Campus Life

Column: Local tourism industry sees quick rebound after Great Recession

Dr. Rick Harper serves as associate vice president for research and economic opportunity at the University of West Florida in Pensacola. He directs the University’s Center for Research and Economic Opportunity.

By RICK HARPER | rharper@uwf.edu

Leisure and hospitality has been the fastest growing sector in the Pensacola economy for the last several years. This can be seen both in employment growth and in increased retail sales.

From the time the post-Great Recession job market began to expand in January 2010 until it took a breather in August of 2015, our two-county metro area added 10,300 jobs in sectors other than leisure and hospitality, for a cumulative increase over 5 ½ years of 7.6 percent. Leisure and hospitality accounted for another 5,300 net new jobs over that same period, thus accounting for just over one-third of total job growth in our metro. Leisure and hospitality sector jobs expanded by a cumulative 30.5 percent, or four times the rate of other sectors in the local economy.

The quick recovery of our leisure and hospitality sector was completely predictable. After all, the health of businesses that serve our tourist trade is driven not so much by local conditions as it is by the financial health of our visitors, and their ability to enjoy a weekend or week on our beautiful beaches. The real estate boom and bust hit our state harder than other states and left Florida homeowners underwater on their mortgages, destroying wealth and bankrupting many. Because non-Floridians tended to be financially healthier than locals, spending in the visitor sector picked up first.

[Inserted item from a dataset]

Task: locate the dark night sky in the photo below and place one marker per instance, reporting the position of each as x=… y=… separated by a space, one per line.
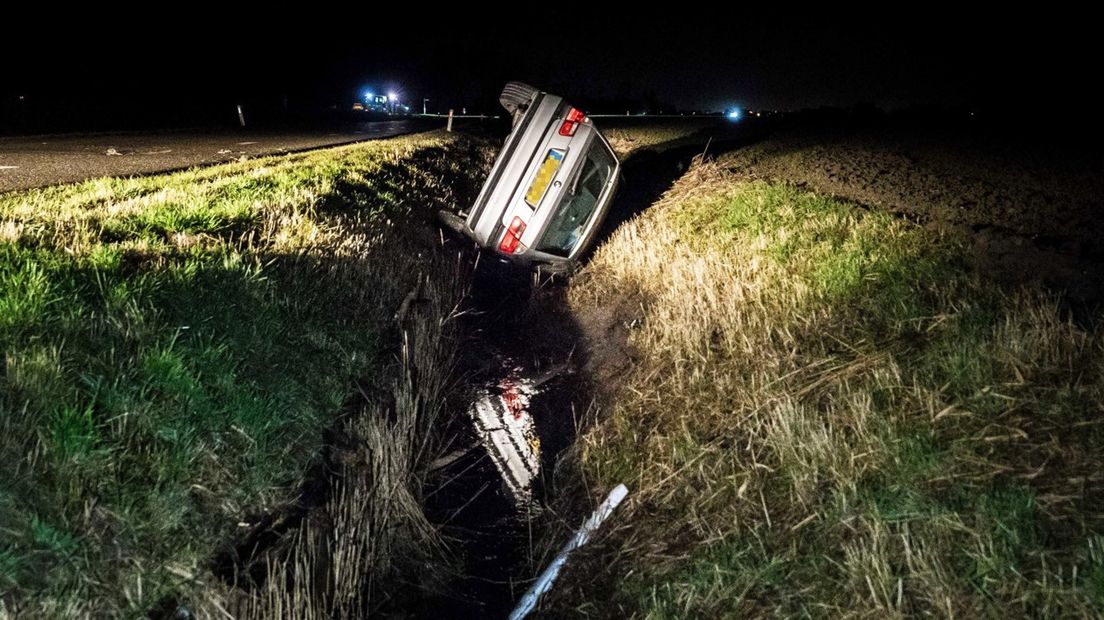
x=697 y=60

New visitor spending by out-of-town visitors as the recovery began drove local job growth and payrolls. This was certainly true in Pensacola for the first months of 2010. After a strong initial start to the year, the 2010 Deepwater Horizon oil spill dampened visitation and replaced visitor spending with remediation spending during the summer of 2010. After the well was capped and the remediation workers largely gone, spending and employment were slow until 2012.

Retail sales in tourism also outpaced sales in other sectors. The chart below shows retail sales growth for the nation (blue), and for Pensacola in tourism (red) and non-tourism (gray), with the annual average of 2000 set to be 100 percent. While the data are seasonally adjusted so that average July peaks and January troughs over the 15 years are taken out, it is plain to see that the seasonal pattern has changed over time, with recent years showing sharper summer peaks, as well as higher overall levels, than in previous years. Tourism is becoming a more important driver of total retail sales, and has grown more quickly than sales in non-tourism categories.

The period following hurricanes Ivan (September 2004) and Dennis (July 2005) drove non-tourism retail spending as much as 30 percent higher, as people replaced cars, trucks, appliances, carpets and homes. Tourism spending fell because of destruction of lodging inventory and did not recover until after the Recession and oil spill. Non-tourism spending fell for four straight years as hurricane repair waned, and is still below the peaks it reached more than a decade ago.

HarperChart
This trend is likely to continue. Summer 2016 will be a banner season due to a possible shift in preferences among vacationers for domestic locations with unrest in Europe and elsewhere, along with continued low gas prices. Cheaper gas increases tourism primarily by giving our vacationers an increase in income to be spent on discretionary items, but also by making that one- or two-tank drive itself cheaper.

The downside of leisure and hospitality as the major jobs driver is that these jobs tend to occupy the lower rungs of the job ladder. While the problems of job growth are far preferable to the problems of job stagnation, median household incomes in tourist metro areas are lower than in areas that successfully grow high-skill jobs. Federal statistics show that median household income in Florida in 2014 (the most recent data available) was 14 percent lower than in 2006, in inflation-adjusted terms. For the nation, the drop over the same period was 5.2 percent. In Pensacola, and Florida more generally, our issue is not job quantity; it is job quality.